How the microsyntax gets transformed
Without the microsyntax we would write the following.
(The localItems template variable doesn't make sense here. It's just here to illustrate you the repeated pattern for the 'as' translation.)
<ng-template [ngIf]="items$ | async" let-items="ngIf">
<ul>
<ng-template ngFor [ngForOf]="items" [ngForTrackBy]="trackById" let-localItems="ngForOf" let-item let-i="index" let-c="count">
<li>{{item}} {{i}} / {{c}}</li>
</ng-template>
</ul>
</ng-template>
With the microsyntax we write way less code to achieve the the same:
<ul *ngIf="items$ | async as items">
<li *ngFor="let item of items as localItems; trackBy: trackById; index as i">{{item}}</li>
</ul>
- By applying the * (star) prefix we turn every attribute directive into a structural directive.
- The microsyntax then automatically transforms / wraps that element with an
<ng-template />
.
Why should we know that?
Because it will shift the target element (ViewContainerRef, TemplateRef, ElementRef) we are decorating in our template.
Instead of an <ul />
or <li />
element, we now get an <ng-template />
injected in our directive class constructor.

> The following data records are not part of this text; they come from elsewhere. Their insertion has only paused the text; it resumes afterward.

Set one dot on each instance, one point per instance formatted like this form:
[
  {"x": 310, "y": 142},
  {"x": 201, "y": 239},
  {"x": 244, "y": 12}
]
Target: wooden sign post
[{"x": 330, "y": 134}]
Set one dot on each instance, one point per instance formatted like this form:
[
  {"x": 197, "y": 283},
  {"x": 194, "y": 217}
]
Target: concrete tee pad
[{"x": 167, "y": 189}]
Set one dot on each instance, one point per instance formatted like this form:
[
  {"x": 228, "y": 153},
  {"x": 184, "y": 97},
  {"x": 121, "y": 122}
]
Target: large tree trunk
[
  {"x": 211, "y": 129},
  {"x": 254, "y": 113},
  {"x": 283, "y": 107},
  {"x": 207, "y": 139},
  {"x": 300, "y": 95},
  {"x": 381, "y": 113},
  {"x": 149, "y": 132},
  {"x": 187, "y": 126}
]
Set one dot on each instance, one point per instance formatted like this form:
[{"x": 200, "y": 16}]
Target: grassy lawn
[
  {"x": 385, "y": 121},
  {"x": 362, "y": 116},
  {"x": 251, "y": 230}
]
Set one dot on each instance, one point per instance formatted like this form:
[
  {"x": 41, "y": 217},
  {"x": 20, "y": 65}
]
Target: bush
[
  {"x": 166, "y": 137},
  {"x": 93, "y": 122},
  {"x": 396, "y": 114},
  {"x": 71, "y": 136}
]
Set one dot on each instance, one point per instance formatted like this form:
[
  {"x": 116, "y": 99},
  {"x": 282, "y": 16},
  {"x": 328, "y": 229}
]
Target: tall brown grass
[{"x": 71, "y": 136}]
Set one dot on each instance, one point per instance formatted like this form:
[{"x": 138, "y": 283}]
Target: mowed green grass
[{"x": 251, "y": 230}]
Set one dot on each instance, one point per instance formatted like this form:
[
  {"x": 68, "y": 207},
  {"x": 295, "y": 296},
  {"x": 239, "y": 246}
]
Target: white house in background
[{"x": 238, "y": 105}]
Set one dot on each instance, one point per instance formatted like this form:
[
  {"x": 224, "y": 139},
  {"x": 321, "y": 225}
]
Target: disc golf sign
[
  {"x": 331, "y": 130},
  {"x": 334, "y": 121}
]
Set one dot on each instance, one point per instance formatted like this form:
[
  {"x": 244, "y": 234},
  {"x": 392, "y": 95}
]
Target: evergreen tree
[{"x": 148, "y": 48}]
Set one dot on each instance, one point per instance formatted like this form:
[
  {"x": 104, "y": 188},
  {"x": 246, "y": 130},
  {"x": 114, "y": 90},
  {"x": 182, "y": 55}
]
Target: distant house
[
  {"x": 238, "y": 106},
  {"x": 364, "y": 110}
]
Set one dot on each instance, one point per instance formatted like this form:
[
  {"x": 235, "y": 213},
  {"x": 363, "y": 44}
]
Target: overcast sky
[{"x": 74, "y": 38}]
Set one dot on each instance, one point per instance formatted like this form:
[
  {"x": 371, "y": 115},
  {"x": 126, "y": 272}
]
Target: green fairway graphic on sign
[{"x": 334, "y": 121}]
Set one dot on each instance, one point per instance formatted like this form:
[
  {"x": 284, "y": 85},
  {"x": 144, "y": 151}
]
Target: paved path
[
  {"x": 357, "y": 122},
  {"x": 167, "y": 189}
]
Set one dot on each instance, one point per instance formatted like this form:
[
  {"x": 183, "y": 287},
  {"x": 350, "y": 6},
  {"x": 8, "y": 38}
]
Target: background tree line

How to bind ng-template input variables
To create template input variables (let-items, etc.) we have to know and reference the corresponding context variables (aka export values).
// This is a simplified version of the NgIfContext
interface NgIfContext<T> {
$implicit: T; // let-item
ngIf: T; // let-items (this has to match the directive selector 'ngIf' to support the 'as' variable binding)
}
// This is a simplified version of the NgForOfContext
interface NgForOfContext<T, U> {
$implicit: T; // let-item
ngForOf: U; // let-localItems (this has to match the directive selector 'ngForOf' to support the 'as' variable binding)
index: number; // let-i="index"
count: number; // let-c="count"
}
We apply the context / export values through the ViewContainerRef.
this.viewContainterRef.createEmbeddedView(this.templateRef, this.context)
The microsyntax is probably one of the hardest thing to understand in Angular but critical to know because we use it all the time.